6. That the appellant respectfully reserves the right to add, alter, amend OR withdraw any ground of appeal at the time of hearing. and to submit additional grounds as may be necessary in the interest of justice and in accordance with law..

(B) In this case assessment order dated 06.01.2025 was passed under section 147 of the Income Tax Act, 1961 (the Act) whereby the assessee’s total income was determined at Rs. 14,22,140/-. In the assessment order an addition of Rs. 6,00,000/- was made on account of disallowance of interest expenses. The assessee’s appeal against the aforesaid addition amounting to Rs. 6,00,000/- was dismissed by the Learned CIT(A) vide impugned appellate order dated 20.01.2026. The present appeal has been filed by the assessee against the aforesaid impugned appellate order dated 20.01.2026. At the time of hearing there was no representation from the assessee’s side. In the absence of any written representation from the assessee’s side, the Learned Departmental Representative was heard. He relied on the assessment order and the impugned appellate order of the Learned CIT(A).

(B.1) On perusal of the assessment order, it is found that the Assessing Officer calculated the aforesaid amount of Rs. 6,00,000/- by applying rate of interest @ 12% p.a. on interest free loan given to Smt. Sunita Jaiswal. In the words of the Assessing Officer, the aforesaid amount of Rs. 6,00,000/- is “deemed interest received for loan given to Smt. Sunita Jaiswal”. Thus the records clearly show that the assessee did not actually receive any interest from the aforesaid Smt. Sunita Jaiswal, and the that the aforesaid interest amounting to Rs. 6,00,000/- is not ‘real’ income earned by the assessee; but just a notional amount. The Learned CIT(A) has confirmed the aforesaid addition on the ground that interest bearing funds of the assessee were diverted for non-business purposes. However, on perusal of records and on careful consideration of the assessment order and impugned appellate order of the Learned CIT(A), it is found that there is no material on record to show that an amount of Rs. 50,00,000/- was given by the assessee to aforesaid Smt. Sunita Jaiswal by diversion of interest bearing funds for non-business purposes. Further, there is no rational basis stated in either the assessment order or in the impugned appellate order as to why the aforesaid rate of 12% was adopted. Therefore, it is obvious that the interest rate 12% has been adopted merely on adhoc basis, based on guesswork. The appeal filed by the assessee in Form-35 in the office of the Learned CIT(A), contains statement of facts under Serial No. 11 of the Form, which is reproduced below for the ease of reference:

Statement of fact

(B.2) However, the Learned CIT(A) has not discussed these facts in his impugned appellate order adequately.

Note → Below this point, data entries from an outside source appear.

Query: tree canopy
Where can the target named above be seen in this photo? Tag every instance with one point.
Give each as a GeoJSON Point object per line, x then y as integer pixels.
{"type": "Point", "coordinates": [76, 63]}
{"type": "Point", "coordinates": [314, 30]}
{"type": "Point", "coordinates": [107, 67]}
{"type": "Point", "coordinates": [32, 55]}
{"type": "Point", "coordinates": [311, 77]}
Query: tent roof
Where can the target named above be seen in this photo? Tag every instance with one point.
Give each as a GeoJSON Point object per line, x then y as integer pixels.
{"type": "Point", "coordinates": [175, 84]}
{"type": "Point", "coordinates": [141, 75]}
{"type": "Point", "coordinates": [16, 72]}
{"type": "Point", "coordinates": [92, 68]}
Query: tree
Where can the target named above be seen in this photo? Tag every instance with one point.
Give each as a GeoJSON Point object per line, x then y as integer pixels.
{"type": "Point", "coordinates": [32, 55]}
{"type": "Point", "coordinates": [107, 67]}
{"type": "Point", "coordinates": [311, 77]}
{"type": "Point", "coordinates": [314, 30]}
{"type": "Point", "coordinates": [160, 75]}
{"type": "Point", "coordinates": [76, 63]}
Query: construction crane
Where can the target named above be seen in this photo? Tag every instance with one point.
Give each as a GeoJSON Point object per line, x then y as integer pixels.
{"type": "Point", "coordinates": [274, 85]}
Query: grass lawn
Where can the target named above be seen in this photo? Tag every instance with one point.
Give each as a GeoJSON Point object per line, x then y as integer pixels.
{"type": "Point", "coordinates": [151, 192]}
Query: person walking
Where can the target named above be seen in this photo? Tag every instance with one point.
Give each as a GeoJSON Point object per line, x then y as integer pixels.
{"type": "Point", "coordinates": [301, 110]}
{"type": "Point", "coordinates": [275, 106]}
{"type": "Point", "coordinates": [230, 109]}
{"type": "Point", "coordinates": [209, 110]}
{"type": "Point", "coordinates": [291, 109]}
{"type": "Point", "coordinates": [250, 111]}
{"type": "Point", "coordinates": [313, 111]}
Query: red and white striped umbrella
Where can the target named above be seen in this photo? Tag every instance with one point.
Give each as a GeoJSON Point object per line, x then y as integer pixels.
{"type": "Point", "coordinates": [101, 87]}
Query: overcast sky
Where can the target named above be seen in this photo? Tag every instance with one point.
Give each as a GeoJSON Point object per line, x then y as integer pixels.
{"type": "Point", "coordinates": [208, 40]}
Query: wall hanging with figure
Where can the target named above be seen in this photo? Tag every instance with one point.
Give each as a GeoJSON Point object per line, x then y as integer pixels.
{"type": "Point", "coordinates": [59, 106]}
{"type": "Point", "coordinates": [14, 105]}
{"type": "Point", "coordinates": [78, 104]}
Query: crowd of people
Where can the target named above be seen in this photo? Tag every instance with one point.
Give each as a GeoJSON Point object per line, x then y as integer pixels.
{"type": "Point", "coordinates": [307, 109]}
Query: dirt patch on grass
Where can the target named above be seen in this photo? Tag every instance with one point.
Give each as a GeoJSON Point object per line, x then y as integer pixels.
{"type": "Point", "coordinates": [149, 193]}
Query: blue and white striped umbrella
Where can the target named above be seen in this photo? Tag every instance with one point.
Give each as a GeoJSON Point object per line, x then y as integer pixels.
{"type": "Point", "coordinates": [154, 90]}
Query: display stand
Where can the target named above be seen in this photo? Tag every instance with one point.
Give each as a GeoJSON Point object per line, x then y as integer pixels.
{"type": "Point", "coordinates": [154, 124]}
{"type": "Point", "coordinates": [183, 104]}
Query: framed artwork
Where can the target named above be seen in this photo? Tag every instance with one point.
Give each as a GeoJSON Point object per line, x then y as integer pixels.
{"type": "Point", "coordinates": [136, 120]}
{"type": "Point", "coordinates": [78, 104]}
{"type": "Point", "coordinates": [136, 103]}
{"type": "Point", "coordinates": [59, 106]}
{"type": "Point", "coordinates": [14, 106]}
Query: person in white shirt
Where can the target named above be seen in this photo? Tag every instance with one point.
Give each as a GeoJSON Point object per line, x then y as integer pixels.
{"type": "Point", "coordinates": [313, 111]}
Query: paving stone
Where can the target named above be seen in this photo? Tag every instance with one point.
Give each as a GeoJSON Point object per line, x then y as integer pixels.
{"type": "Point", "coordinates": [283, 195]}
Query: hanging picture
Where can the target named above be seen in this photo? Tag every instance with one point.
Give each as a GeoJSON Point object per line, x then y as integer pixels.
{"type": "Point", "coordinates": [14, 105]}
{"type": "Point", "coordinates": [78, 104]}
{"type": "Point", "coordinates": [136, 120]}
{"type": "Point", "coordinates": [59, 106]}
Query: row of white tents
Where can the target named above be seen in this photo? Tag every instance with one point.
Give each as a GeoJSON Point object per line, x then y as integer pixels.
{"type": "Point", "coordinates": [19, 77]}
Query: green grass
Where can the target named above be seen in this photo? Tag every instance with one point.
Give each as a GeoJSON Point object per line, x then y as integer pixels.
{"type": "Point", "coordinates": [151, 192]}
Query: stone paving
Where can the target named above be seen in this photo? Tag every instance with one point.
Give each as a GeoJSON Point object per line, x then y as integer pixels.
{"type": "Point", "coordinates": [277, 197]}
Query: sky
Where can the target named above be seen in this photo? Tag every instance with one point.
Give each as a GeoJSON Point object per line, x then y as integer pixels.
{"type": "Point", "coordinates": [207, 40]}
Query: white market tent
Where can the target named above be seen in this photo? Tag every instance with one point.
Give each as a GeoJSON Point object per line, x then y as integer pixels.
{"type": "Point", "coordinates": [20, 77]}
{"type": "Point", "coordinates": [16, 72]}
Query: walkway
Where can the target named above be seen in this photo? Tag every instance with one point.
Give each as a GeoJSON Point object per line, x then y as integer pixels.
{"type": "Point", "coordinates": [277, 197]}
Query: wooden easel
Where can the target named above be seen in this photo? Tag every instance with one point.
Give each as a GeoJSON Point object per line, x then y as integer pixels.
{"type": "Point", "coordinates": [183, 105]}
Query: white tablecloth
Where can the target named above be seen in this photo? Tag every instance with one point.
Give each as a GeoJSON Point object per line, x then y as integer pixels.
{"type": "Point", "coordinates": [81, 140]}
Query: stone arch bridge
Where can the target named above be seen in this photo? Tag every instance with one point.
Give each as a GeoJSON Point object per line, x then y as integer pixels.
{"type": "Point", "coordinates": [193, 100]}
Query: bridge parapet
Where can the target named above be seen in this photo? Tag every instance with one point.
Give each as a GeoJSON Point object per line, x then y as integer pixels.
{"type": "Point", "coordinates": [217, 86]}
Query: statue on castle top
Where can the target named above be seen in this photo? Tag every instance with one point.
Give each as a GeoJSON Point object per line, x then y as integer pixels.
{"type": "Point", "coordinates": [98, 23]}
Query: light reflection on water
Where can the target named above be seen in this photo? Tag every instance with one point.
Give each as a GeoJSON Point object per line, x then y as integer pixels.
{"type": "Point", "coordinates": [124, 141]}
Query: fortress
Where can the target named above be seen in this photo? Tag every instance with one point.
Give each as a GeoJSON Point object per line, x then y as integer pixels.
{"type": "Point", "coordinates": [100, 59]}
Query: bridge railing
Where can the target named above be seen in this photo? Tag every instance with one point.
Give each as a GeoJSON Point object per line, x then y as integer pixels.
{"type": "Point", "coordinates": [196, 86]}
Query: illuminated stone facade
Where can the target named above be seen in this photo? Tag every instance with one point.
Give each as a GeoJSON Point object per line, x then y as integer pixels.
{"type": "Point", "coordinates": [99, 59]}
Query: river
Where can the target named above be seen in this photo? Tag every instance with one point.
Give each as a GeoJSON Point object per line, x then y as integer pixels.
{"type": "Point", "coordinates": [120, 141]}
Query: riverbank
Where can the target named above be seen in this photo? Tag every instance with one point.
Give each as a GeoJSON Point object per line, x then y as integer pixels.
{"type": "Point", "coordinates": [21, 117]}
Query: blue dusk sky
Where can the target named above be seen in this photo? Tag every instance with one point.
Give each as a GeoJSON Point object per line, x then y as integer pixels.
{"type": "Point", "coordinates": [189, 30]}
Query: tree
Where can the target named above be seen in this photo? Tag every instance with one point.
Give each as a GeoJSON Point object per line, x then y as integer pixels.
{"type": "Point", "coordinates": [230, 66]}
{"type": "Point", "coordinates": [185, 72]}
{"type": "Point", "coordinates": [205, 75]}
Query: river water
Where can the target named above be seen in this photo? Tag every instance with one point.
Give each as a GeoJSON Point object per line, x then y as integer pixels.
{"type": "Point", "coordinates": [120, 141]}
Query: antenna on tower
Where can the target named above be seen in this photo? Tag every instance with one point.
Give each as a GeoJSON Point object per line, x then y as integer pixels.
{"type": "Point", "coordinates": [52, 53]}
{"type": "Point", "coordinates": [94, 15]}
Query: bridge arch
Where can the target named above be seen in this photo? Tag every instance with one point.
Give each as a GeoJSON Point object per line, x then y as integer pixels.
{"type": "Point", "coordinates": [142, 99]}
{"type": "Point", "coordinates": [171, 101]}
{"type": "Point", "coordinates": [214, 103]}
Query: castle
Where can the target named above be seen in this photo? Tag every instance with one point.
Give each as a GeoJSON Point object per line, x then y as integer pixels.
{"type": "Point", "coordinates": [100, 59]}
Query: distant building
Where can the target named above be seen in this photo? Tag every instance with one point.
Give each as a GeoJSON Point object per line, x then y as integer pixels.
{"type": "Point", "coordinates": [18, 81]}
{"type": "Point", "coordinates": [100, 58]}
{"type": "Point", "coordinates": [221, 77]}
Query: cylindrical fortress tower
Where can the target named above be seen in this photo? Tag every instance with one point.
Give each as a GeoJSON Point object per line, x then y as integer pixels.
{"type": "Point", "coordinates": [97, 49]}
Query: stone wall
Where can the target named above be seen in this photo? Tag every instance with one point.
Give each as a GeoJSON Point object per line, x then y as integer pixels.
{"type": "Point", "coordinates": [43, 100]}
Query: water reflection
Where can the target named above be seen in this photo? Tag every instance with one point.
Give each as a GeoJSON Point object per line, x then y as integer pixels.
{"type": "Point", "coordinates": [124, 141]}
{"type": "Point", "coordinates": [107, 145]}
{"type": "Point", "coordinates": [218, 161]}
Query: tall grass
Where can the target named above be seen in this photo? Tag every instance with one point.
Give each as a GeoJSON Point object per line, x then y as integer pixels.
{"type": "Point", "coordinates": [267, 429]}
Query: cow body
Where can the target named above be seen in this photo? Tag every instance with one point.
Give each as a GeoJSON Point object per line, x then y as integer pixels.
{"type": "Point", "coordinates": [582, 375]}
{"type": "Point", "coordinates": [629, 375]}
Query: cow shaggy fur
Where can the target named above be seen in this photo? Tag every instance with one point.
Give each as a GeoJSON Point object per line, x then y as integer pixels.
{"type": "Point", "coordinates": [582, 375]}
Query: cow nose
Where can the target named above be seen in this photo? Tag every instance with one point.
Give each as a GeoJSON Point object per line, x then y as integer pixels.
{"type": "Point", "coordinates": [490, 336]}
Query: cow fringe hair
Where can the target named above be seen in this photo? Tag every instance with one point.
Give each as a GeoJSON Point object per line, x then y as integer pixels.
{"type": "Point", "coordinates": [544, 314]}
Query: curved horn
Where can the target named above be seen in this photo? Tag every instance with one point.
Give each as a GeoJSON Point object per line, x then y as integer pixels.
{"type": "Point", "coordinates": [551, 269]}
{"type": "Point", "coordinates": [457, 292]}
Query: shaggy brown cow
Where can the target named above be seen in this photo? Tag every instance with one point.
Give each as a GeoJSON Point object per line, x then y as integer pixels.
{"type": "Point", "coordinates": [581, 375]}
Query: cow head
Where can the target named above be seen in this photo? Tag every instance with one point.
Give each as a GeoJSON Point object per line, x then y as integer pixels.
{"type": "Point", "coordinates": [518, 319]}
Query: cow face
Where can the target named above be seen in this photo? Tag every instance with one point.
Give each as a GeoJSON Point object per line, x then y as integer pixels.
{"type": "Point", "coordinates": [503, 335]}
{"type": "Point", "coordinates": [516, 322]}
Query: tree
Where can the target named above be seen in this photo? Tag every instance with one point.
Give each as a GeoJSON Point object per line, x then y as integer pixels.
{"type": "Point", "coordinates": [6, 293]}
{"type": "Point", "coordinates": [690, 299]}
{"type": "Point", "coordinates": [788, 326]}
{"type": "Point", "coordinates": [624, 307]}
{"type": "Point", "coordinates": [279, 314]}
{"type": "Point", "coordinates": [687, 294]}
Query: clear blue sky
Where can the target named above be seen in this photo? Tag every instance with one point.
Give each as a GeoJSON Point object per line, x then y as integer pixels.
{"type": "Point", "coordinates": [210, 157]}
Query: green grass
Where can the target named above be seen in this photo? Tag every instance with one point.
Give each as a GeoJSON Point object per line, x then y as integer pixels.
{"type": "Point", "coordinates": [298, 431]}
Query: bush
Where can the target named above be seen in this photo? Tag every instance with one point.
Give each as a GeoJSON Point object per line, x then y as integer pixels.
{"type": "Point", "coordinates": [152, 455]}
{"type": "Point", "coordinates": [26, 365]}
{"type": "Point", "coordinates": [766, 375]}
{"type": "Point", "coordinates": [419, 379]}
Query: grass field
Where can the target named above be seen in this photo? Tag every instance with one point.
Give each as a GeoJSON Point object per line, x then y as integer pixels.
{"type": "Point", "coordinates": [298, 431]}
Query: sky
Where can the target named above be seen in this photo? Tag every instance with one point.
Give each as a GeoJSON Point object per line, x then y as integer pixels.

(B.2.1) In view of the foregoing, it is held that the entire dispute regarding addition of the aforesaid amount of Rs. 6,00,000/- requires fresh examination on facts, as regards whether interest bearing funds were diverted by the assessee for giving interest free loan to aforesaid Smt. Sunita Jaiswal; and as regards correctness of aforesaid rate of interest @ 12% per annum. Therefore, the impugned appellate order of the Learned CIT(A) is set-aside and the issue in dispute regarding the aforesaid addition of Rs. 6,00,000/- is restored back to the file of the Assessing Officer with the direction to pass denovo order on this issue, in accordance with law, after due verification and after providing reasonable opportunity to the assessee.

(C) In the result, the appeal of assessee is partly allowed.